Дмитрий Лихачев – Человек в литературе Древней Руси (страница 31)
То обстоятельство, что автор подчинял мир своей идеологии, своей схеме, своему нормативному идеалу, вело к утрате героем литературного произведения своей самостоятельности, той самостоятельности, которая удивляла иногда самих писателей-реалистов XIX в., не знавших иногда в процессе создания своего произведения, как поведут себя в дальнейшем их герои[92]. Но это не означало еще, что в литературе и в самом деле господствовала единая точка зрения, что в ней не было споров. Суть дела только в том, что каждая точка зрения объявляла себя единственно ортодоксальной и не признавала права на существование за другой. И это сознание отсутствия права на существование другой точки зрения опиралось не на доводы логики или на практический опыт, а исключительно на убежденность в собственной ортодоксальности.

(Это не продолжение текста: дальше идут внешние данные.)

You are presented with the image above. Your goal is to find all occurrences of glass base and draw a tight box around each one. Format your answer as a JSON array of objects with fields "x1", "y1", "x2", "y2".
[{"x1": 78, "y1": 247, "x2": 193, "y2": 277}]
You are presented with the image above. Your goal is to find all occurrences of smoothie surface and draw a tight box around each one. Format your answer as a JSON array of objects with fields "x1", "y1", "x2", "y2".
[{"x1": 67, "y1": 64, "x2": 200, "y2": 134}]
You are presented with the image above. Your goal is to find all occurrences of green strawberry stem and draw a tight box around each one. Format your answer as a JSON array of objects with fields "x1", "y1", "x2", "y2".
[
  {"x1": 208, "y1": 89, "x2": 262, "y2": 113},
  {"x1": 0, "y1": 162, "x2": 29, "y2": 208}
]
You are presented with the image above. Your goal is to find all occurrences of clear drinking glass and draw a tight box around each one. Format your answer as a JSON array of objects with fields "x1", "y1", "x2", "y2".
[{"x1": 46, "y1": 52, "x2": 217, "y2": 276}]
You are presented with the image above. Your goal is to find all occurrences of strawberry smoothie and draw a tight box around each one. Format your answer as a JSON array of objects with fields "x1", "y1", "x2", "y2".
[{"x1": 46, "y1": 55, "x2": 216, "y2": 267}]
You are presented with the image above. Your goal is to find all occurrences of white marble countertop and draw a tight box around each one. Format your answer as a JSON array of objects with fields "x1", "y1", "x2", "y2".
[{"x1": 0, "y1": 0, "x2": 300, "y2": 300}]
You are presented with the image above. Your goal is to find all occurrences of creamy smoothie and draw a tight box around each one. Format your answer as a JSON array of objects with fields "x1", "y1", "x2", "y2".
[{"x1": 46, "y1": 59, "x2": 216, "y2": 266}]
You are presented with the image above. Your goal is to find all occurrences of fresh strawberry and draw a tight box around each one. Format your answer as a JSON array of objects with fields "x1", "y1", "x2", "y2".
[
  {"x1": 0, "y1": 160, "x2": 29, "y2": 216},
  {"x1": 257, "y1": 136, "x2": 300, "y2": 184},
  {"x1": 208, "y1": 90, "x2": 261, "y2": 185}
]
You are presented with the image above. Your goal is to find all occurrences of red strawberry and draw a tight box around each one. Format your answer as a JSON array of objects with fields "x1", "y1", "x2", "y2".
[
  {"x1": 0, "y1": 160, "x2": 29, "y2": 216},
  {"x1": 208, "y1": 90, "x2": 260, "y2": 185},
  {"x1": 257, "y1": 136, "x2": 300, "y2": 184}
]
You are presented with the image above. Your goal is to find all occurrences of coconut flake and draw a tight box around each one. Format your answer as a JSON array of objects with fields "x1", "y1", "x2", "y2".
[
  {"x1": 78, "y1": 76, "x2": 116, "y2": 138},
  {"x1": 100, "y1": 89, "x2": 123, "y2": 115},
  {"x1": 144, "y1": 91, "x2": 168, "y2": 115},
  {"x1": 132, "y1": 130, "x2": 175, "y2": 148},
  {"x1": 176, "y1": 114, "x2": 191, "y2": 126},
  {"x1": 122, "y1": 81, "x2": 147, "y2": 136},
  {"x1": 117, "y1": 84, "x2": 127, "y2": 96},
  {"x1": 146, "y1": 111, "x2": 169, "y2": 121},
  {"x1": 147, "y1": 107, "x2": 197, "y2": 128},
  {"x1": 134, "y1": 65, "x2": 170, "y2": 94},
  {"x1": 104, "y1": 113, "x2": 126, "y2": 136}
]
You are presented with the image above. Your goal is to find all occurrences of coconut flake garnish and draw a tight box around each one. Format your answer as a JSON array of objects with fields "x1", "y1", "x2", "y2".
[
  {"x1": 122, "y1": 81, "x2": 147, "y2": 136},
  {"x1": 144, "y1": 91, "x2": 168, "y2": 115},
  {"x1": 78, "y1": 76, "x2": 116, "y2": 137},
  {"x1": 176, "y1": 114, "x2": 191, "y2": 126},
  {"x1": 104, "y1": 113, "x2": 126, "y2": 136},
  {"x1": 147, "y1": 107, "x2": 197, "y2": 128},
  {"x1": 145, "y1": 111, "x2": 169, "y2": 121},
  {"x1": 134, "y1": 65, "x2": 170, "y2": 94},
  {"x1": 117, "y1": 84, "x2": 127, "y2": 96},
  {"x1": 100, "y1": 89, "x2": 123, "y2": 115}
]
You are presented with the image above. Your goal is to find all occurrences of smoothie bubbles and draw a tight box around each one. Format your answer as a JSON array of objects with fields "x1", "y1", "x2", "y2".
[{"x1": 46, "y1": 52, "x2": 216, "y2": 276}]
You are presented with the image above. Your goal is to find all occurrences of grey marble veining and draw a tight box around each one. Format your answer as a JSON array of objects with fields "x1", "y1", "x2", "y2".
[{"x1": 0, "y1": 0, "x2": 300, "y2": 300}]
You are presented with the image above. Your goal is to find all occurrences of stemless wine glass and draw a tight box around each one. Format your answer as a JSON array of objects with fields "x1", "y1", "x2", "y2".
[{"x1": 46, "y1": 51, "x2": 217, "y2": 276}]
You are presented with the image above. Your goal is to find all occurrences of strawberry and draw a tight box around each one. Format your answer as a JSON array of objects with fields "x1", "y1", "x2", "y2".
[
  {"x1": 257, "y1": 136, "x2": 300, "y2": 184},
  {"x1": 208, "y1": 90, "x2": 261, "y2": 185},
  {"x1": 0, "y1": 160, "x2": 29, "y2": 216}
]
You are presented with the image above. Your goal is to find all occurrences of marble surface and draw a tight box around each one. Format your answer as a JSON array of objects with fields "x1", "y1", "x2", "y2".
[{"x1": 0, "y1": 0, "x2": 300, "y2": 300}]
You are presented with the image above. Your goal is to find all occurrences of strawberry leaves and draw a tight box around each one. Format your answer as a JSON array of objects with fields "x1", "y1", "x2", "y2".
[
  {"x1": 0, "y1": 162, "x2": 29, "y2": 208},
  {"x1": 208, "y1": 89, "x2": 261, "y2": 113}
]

Вот почему голос автора в произведениях XI–XVI вв. не умолкает даже тогда, когда говорят его действующие лица. По существу, прямая речь действующих лиц в произведениях древнерусской литературы до XVI в. очень часто является разновидностью косвенной речи. Речи действующих лиц не передаются автором, а пересказываются им. Они вводятся с помощью предлога «яко», служат придаточными предложениями. В «Повести временных лет»: «Святополк же, прогнав Давыда, нача думати на Володаря и на Василка, глаголя, яко “се есть волость отца моего и брата” и поиде на ня. Се слышав Володарь и Василко, поидоста противу, вземша крест, его же бе целовал к нима на сем, яко “на Давыда пришел еси, а с вама хочю имети мир и любовь”. И приступи Святополк крест, надеяся на множество вой. И сретошася на поли на Рожни, исполнившимся обоим, и Василко възвиси крест, глаголя, яко “сего еси целовал, се перьвее взял еси зрак очью моею, а се ныне хощеши взяти душю мою. Да буди межи нами крест сь”. И поидоша к собе к боеви, и сступишася полци и мнози человеци благовернии видеша крест над Василковы вой възвышься велми. Брани же велице бывши и мнозем падающим от обою полку, и видев Святополк, яко люта брань, и побеже, и прибеже Володимерю. Володарь же и Василко, победивша, стаста ту, рекуща: “Довлеет нама на межи своей стати”, и не идоста никамо же».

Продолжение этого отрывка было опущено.